As usual there are numerous ways to play the game, from one-off bouts to the more expansive slow-burn thrills of the game's 'Legacy' career mode. For those of you who just want to dive in, pick a boxing legend and create your own fantasy face-off, it's a boxing fan's dream. All the true greats of the modern age feature, allowing you to settle those pointless arguments about whether so-and-so was better than wotsisface. The 48-strong roster of real-life pros has a great selection of crowd pleasers across its eight weight divisions, including Ali, Foreman, Haglar, Leonard and Tyson mixing it up with modern favourites such as Calzaghe and Hatton.

If you prefer you can go in and create your own fighting machine, either from presets and sliders, or put yourself at the mercy of the game's attempts to map your face via webcam or an uploaded photo of your choice. Just as comically useless as the system utilised in Facebreaker, the end results end up barely even looking like you belong to the same species - but it's the thought that counts. Aside from cosmetics, you can also pick from numerous fighting and block styles, and fiddle around with stats to complete your creation. You can use your personalised bruiser in all areas of the game, from one-off bouts against real fighting legends to settling scores with your mates off and online.

The influence of height, weight and speed advantage is reflected far more convincingly this time.

Perhaps more interesting in the long run is to try and prove your worth in the Legacy career mode, where you can either choose an existing real-life violent hero or one of your own twisted creations.

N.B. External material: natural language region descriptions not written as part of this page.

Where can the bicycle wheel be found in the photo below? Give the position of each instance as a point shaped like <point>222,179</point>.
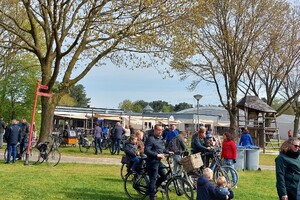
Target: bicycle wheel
<point>179,188</point>
<point>33,157</point>
<point>53,157</point>
<point>229,173</point>
<point>136,186</point>
<point>232,175</point>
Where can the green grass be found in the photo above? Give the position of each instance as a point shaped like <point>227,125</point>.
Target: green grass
<point>90,181</point>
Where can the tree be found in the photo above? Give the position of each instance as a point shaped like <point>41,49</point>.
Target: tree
<point>79,95</point>
<point>70,35</point>
<point>227,45</point>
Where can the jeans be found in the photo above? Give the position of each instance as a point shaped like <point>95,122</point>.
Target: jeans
<point>11,150</point>
<point>117,143</point>
<point>23,145</point>
<point>155,168</point>
<point>229,162</point>
<point>135,161</point>
<point>98,144</point>
<point>1,139</point>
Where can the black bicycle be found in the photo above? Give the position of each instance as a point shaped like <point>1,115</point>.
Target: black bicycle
<point>175,187</point>
<point>33,153</point>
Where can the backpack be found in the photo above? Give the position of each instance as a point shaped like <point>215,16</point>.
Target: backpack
<point>173,144</point>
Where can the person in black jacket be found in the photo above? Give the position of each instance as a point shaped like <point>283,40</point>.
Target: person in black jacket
<point>131,151</point>
<point>288,169</point>
<point>13,137</point>
<point>154,149</point>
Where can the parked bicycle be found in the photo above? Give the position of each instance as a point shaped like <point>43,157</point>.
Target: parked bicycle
<point>84,143</point>
<point>175,187</point>
<point>33,153</point>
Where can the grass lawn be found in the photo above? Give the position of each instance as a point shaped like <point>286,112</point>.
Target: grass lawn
<point>89,181</point>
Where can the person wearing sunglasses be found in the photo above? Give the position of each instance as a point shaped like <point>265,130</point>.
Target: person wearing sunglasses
<point>288,169</point>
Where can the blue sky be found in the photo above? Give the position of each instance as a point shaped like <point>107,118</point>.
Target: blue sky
<point>107,86</point>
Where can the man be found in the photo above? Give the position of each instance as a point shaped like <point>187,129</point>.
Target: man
<point>24,137</point>
<point>154,149</point>
<point>13,137</point>
<point>177,145</point>
<point>117,132</point>
<point>2,128</point>
<point>198,143</point>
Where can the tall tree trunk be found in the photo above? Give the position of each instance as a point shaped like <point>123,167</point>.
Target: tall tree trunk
<point>48,107</point>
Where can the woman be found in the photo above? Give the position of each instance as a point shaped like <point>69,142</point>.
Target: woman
<point>229,152</point>
<point>288,169</point>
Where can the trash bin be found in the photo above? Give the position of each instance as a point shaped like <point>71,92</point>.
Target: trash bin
<point>252,158</point>
<point>71,138</point>
<point>240,159</point>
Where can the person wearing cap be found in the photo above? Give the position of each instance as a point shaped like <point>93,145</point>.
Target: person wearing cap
<point>209,143</point>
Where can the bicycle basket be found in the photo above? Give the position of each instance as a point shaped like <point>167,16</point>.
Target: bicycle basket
<point>191,162</point>
<point>124,159</point>
<point>43,147</point>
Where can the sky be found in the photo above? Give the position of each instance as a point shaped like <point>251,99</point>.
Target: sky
<point>109,85</point>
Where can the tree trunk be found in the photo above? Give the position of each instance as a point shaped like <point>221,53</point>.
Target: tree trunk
<point>48,107</point>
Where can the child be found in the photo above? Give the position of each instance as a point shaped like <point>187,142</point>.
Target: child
<point>205,189</point>
<point>131,150</point>
<point>222,189</point>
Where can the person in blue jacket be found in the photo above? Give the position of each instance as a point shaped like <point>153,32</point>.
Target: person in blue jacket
<point>246,139</point>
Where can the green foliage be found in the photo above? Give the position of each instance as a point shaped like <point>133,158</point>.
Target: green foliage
<point>158,106</point>
<point>17,91</point>
<point>79,94</point>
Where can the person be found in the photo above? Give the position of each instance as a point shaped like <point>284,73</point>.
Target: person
<point>206,190</point>
<point>223,189</point>
<point>132,131</point>
<point>25,135</point>
<point>298,191</point>
<point>287,165</point>
<point>289,133</point>
<point>179,149</point>
<point>155,151</point>
<point>198,144</point>
<point>132,152</point>
<point>228,152</point>
<point>67,129</point>
<point>2,130</point>
<point>209,143</point>
<point>117,132</point>
<point>13,136</point>
<point>171,134</point>
<point>127,132</point>
<point>98,138</point>
<point>246,139</point>
<point>140,141</point>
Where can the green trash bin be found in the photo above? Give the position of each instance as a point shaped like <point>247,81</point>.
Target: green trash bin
<point>240,159</point>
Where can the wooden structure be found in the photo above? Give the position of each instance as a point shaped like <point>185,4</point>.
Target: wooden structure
<point>260,119</point>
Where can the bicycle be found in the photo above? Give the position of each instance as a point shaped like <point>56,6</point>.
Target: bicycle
<point>176,187</point>
<point>49,154</point>
<point>33,153</point>
<point>84,144</point>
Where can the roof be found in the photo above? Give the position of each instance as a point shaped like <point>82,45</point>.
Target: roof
<point>254,103</point>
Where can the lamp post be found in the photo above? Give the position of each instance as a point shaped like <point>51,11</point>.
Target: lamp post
<point>198,97</point>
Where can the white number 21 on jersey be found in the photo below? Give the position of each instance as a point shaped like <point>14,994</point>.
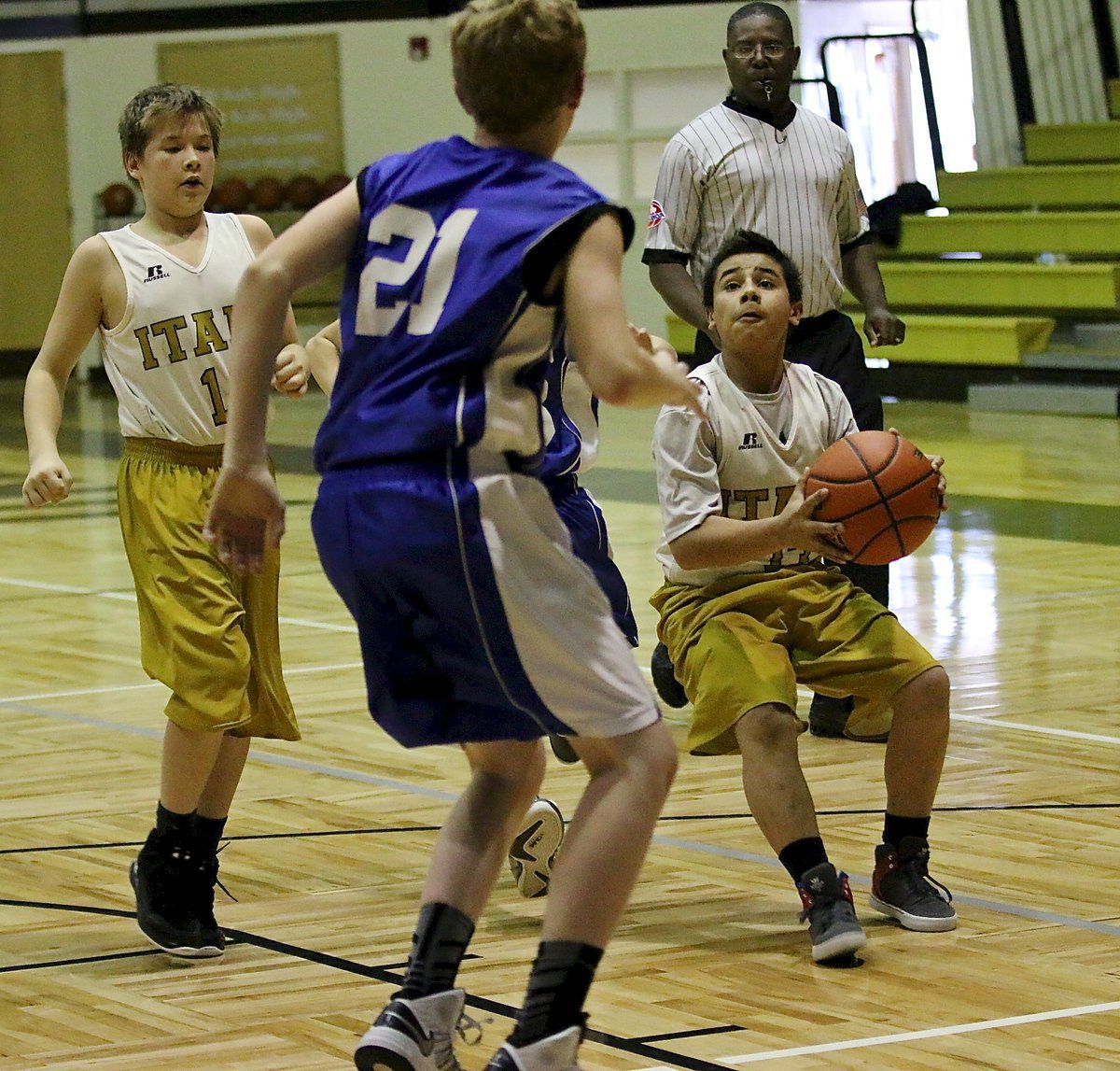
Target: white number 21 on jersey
<point>418,226</point>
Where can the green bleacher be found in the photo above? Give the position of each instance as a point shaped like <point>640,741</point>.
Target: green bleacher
<point>1043,186</point>
<point>1001,286</point>
<point>1013,234</point>
<point>1025,261</point>
<point>1072,142</point>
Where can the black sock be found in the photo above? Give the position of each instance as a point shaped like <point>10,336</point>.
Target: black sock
<point>441,940</point>
<point>802,855</point>
<point>558,986</point>
<point>895,827</point>
<point>175,827</point>
<point>207,834</point>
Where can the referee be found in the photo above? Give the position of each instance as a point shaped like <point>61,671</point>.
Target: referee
<point>760,162</point>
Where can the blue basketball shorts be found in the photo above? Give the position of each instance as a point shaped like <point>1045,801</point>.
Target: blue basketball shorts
<point>476,620</point>
<point>588,530</point>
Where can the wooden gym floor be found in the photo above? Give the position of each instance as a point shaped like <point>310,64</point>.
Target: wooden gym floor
<point>1017,592</point>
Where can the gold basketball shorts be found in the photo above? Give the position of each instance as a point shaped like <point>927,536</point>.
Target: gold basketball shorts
<point>750,639</point>
<point>210,635</point>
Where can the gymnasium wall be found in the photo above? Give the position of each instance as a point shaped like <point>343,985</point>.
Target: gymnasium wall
<point>391,103</point>
<point>1062,61</point>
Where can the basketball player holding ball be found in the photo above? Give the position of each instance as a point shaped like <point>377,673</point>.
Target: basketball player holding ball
<point>751,605</point>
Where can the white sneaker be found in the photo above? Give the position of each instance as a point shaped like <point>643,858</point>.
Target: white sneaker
<point>535,847</point>
<point>555,1052</point>
<point>413,1036</point>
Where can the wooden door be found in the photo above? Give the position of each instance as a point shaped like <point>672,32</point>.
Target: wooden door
<point>35,212</point>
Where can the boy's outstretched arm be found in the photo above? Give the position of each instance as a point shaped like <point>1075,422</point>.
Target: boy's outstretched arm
<point>616,366</point>
<point>324,349</point>
<point>72,325</point>
<point>291,372</point>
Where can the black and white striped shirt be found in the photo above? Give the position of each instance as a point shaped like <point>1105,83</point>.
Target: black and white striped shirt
<point>727,170</point>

Taking this route puts you right at the bottom of the ladder as a young rookie, and your stats and abilities get well and truly neutered in the process - regardless of whether, like me, you picked Muhammad Ali, thinking foolishly that it might gain you a crafty edge.

Unlike with the forgiving early stages of FNR3's career mode, the sequel wastes no time in providing a stern challenge. Controls are broadly in line with the previous Total Punch Control system, with a combination of trigger commands and stick movements accounting for your upper and lower body movements, blocks and punches. As a system, the way it's laid out makes it easy to learn the basics - a variety of punch types are assigned to appropriate directions on the right stick, so punches are mapped to the side of the body you want to hit as well as mirroring where you want them to land. For example a blow to the left side of the head is achieved by pushing diagonally left, while a more powerful right hook involves pushing right then literally hooking the stick up in one swift motion. It takes longer to pull off, but the results are deadlier.